The second stage successfully extended the language model of the first stage to include visual understanding capabilities by gradually increasing the sequence length and training on large amounts of text-image and text-video data. The model at this stage can handle multi-modal sequences up to 1M tokens, and shows strong capabilities in long video understanding, image understanding and generation.

Further Details

Training computing resources: The model is trained using TPUv4-1024, which is equivalent to 450 A100 GPUs, uses FSDP for data parallelism, and supports large contexts through RingAttention.

Training loss curves: Figures 10 and 11 show the training loss curves of the first-stage language model and the second-stage visual-language model. It can be seen that the loss continues to decrease as training proceeds.

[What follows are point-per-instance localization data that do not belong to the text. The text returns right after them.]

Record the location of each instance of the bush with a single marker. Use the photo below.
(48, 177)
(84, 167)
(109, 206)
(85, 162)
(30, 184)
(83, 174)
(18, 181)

Training hyperparameters: Appendix F provides detailed training hyperparameters, including parameter amount, initialization model, sequence length, RoPE parameters, number of tokens in each batch, total number of tokens, number of training steps, learning rate plan, and number of learning rate warm-up steps. , maximum learning rate and minimum learning rate, computing resources, etc.

Inference extension: Implemented RingAttention for decoding, supporting inference of sequences up to millions of tokens, requiring the use of at least v4-128 TPU, and 32-way tensor parallelism and 4-way sequence parallelism.

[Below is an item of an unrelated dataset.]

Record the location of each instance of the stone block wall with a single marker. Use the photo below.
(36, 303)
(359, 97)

Quantization: The documentation states that the model uses single precision for inference, and scalability can be further improved through techniques such as quantization.

some examples

Image-based dialogue.

Figure 6. Image understanding. LWM can answer questions about images.

Over 1 hour of video chat on YouTube.

Figure 7. Long video chat.

Even when state-of-the-art commercial models GPT-4V and Gemini Pro failed, LWM was still able to answer questions about a 1-hour long YouTube video. The relevant clips for each example are at timestamps 9:56 (top) and 6:49 (bottom).